The
Conquest of Rights, the Murder of Marielle Franco and Latin America
By
Ivonaldo Leite
Many
times, the person who is labeled as an outsider may have a different view
of the matter. He/she may not accept the rule by which he/she is being judged
and may not regard those who judge. Probably, the story of Marielle Franco, the Brazilian human rights activist
who was murdered in Rio de Janeiro, is like this.
But it
is also a story that has been repeated in several countries of Latin America. A lot of people have been persecuted and
killed in this region just because they defend their rights. For example, the
deaths of peasants and young people demonstrate a typical situation of societal
fascism in some parts of Latin America.
As the
sociologist Boaventura Santos has pointed out, societal fascism is a set of
social processes by which large population bodies are irreversibly kept outside
or thrown out of any kind of social contract. They are rejected, excluded and
thrown into a kind of Hobbesian state of nature, either because they have never
been part of any social contract and probably never will; or because they have
been excluded or thrown out of whatever social contract they had been part of
before.
As a
societal regime, fascism manifests itself as the collapse of the most trivial
expectations of the people living under it, and it promotes actions of savagery
on a growing scale. From a historical-sociological point of view, what we
call society is a bundle of stabilized expectations from the subway schedule to
the salary at the end of the month or employment at the end of a college
education. Expectations are stabilized by a set of shared scales and
equivalences: for given work a given pay, for given risk a given insurance. The
people that live under societal fascism are deprived of shared scales and
equivalences and therefore of stabilized expectations. They live in a constant
chaos of expectations in which the most trivial acts may be met with the most
dramatic consequences. As Polanyi predicted several years ago, one
possible future is, unfortunately, the spread of societal fascism. In regards
to this, it is very revealing that the President of a country like the United States
supports the idea of providing weapons to schools and considers immigrants
to be inferior people.
In the
past, fascism was a political regime; the state itself
became fascist. Actually, it’s different, now social relations may become so;
the danger is the rise of fascism as a societal regime.
The
story of Marielle Franco and other women who have been murdered, as well as the
history of young people and peasants who have had the same destiny, shows the
big risk of claiming rights and citizenship in many regions of Latin America.
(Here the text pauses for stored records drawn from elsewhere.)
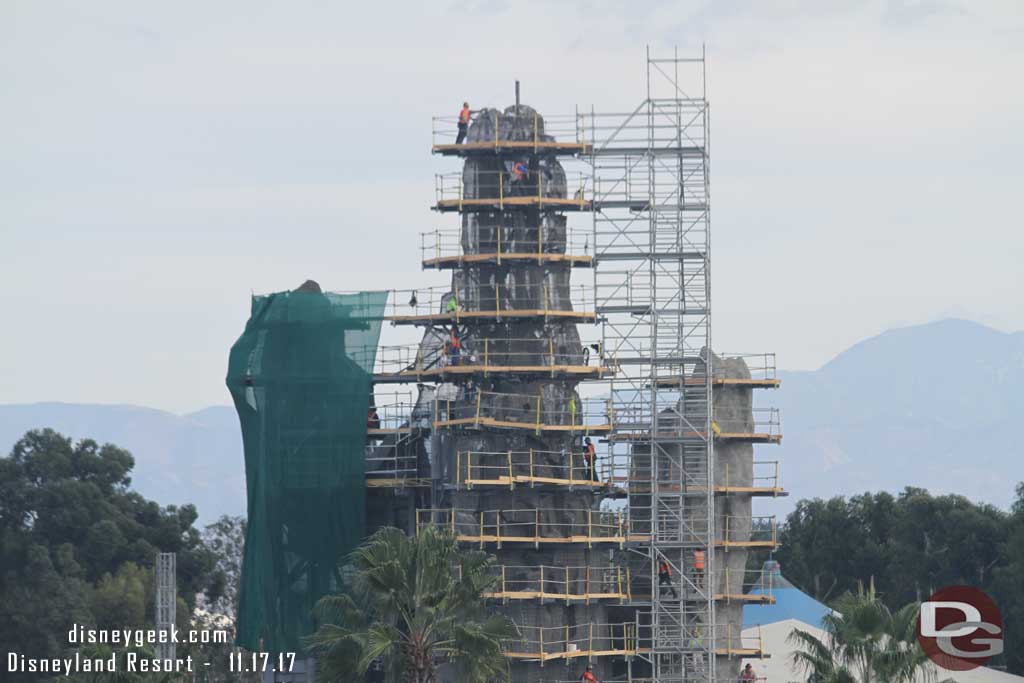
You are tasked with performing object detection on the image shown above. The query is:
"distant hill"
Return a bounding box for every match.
[771,318,1024,513]
[1,319,1021,522]
[0,402,245,524]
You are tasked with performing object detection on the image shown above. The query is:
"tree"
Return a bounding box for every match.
[305,526,514,683]
[0,429,224,680]
[789,581,937,683]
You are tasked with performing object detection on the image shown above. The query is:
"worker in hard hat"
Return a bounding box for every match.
[455,102,475,144]
[579,664,598,682]
[740,663,757,683]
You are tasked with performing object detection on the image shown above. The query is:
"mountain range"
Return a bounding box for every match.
[1,319,1021,523]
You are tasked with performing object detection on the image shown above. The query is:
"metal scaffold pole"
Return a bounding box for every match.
[588,47,714,683]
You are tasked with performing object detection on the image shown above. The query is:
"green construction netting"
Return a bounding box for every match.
[226,286,388,653]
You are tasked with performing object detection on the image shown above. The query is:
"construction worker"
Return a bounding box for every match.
[512,160,529,182]
[740,663,757,683]
[658,559,679,599]
[584,436,597,481]
[367,406,380,430]
[455,102,474,144]
[568,395,577,426]
[448,327,461,366]
[579,664,598,683]
[693,549,706,589]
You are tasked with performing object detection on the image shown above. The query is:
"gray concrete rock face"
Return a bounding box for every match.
[436,105,621,683]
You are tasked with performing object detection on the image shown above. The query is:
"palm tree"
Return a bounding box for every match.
[789,579,940,683]
[305,526,514,683]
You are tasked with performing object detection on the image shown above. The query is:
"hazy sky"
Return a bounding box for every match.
[2,1,1022,413]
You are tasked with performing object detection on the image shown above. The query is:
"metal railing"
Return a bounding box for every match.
[379,284,595,319]
[367,391,426,432]
[417,508,640,547]
[456,449,627,489]
[432,111,582,148]
[721,516,778,548]
[435,169,592,207]
[502,622,639,661]
[720,460,781,492]
[434,391,612,433]
[462,564,633,603]
[712,409,782,439]
[420,226,590,263]
[367,337,605,377]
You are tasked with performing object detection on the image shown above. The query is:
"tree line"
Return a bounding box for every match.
[771,485,1024,674]
[2,429,1021,678]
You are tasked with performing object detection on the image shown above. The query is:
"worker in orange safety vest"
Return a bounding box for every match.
[455,102,475,144]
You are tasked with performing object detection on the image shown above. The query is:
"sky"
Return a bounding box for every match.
[1,0,1022,414]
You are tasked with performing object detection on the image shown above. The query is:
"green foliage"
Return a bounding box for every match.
[305,526,515,683]
[790,581,936,683]
[778,485,1024,674]
[0,429,224,681]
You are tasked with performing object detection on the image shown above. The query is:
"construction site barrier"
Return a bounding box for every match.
[434,391,612,434]
[421,226,591,267]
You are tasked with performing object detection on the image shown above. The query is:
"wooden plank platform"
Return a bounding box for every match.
[367,427,414,436]
[436,417,613,434]
[423,252,593,269]
[433,141,592,156]
[718,540,779,550]
[624,484,787,498]
[372,364,610,384]
[715,593,776,604]
[455,534,650,546]
[435,197,594,212]
[502,647,764,661]
[655,377,781,389]
[484,590,630,602]
[504,648,650,662]
[463,475,608,489]
[365,478,431,488]
[384,310,596,324]
[608,431,782,444]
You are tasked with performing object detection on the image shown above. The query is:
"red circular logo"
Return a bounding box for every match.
[917,585,1003,671]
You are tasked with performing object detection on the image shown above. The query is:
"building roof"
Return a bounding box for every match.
[741,619,1023,683]
[743,561,834,628]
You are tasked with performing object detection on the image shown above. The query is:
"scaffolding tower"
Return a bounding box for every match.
[361,46,783,683]
[155,552,177,662]
[582,47,715,683]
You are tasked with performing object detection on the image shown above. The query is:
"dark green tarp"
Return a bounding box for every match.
[226,287,387,653]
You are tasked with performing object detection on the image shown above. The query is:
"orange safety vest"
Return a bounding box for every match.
[459,107,471,124]
[659,561,672,577]
[450,330,461,350]
[693,550,705,571]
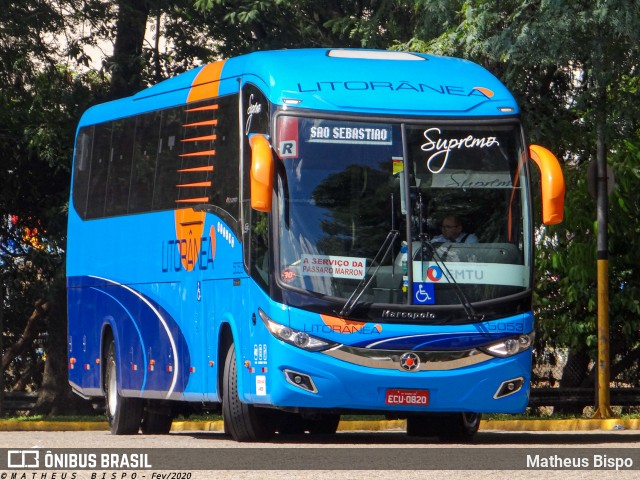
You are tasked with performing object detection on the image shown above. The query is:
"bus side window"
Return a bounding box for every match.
[85,123,112,219]
[153,108,182,210]
[104,118,135,216]
[72,127,93,218]
[129,112,161,214]
[206,94,240,226]
[250,210,270,289]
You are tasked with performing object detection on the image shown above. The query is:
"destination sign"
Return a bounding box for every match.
[307,121,393,145]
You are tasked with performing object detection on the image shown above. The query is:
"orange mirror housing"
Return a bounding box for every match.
[249,134,274,212]
[529,144,565,225]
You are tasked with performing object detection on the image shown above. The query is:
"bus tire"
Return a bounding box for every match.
[436,412,481,442]
[104,340,143,435]
[406,412,481,441]
[222,343,275,442]
[140,403,173,435]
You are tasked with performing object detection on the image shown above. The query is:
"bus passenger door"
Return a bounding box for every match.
[202,277,218,401]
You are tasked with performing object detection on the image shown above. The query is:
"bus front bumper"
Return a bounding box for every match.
[243,340,531,414]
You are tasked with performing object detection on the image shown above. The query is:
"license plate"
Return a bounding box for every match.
[385,389,430,405]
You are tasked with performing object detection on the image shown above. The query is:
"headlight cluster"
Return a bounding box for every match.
[482,333,534,358]
[259,309,336,352]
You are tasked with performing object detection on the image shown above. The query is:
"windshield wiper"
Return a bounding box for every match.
[339,192,400,318]
[338,229,399,318]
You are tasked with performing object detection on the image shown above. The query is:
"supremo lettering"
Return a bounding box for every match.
[421,127,500,174]
[162,237,214,272]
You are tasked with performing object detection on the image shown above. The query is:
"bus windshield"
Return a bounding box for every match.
[275,116,530,306]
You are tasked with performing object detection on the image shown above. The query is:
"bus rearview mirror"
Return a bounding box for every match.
[249,134,274,212]
[529,144,565,225]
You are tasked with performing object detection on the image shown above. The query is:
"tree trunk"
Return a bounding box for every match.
[108,0,150,99]
[1,299,48,372]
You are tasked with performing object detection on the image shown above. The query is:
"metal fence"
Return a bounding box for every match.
[530,347,640,413]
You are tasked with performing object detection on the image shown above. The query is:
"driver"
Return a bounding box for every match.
[431,214,478,244]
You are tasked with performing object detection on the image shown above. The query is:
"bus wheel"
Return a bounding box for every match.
[140,403,173,434]
[104,340,143,435]
[306,414,340,435]
[222,343,275,442]
[436,412,481,442]
[407,413,481,442]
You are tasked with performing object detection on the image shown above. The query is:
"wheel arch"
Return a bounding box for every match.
[217,322,234,398]
[100,321,116,393]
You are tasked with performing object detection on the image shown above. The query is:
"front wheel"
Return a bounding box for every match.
[104,340,143,435]
[222,343,276,442]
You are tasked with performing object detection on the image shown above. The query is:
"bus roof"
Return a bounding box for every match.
[79,49,518,126]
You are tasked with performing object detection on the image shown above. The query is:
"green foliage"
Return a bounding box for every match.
[1,1,109,399]
[398,1,640,383]
[3,0,640,406]
[193,0,423,52]
[0,65,106,395]
[535,138,640,364]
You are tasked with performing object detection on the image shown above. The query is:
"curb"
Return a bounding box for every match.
[0,420,110,432]
[0,418,637,432]
[481,418,640,432]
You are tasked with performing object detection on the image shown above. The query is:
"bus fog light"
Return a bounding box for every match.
[284,369,318,393]
[494,377,525,399]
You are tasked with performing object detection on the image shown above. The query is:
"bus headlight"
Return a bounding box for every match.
[259,309,337,352]
[482,333,534,358]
It is a risk produced by several factors; but, in recent times, societal
fascism and external interference in countries of the region have generated an
increase of levels of social instability in Latin American nations. The
perception of external interference in the region is not the outcome of any
conspiracy theory. On the contrary, it is the result of the finding of a
concrete fact in the context of the global geopolitical dispute involving Latin
America. In this way, there are pieces of evidence that allow an objective
analysis to reject the idea of mere coincidence in many political and economic
events in these times.
In 1891,
José Martí published an essay called Nuestra América (‘Our America’). For
Martí, Nuestra América is at the antipodes of Anglo-Saxon America. It is the
America mestiza. He affirmed: “There is no race hatred because there are no
races”. This sentence anticipates the idea that “Latin America is a small
humankind, a miniature humankind.” In 1928, Brazilian poet Oswald de Andrade
published his Anthropophagous Manifesto, and emphasized: “Only what is not mine
interests me. The human adventure. Earthly finality”.
The
“contextualized cosmopolitanism” of such thoughts, as a historical expression
of Latin American identity, is the bearer of hope for the conquest of rights
and, at the same time, it is the guardian of the memory of the many Marielle
Franco's. The achievement of rights (and their maintenance) is the most
important political task of the next decades in Latin America.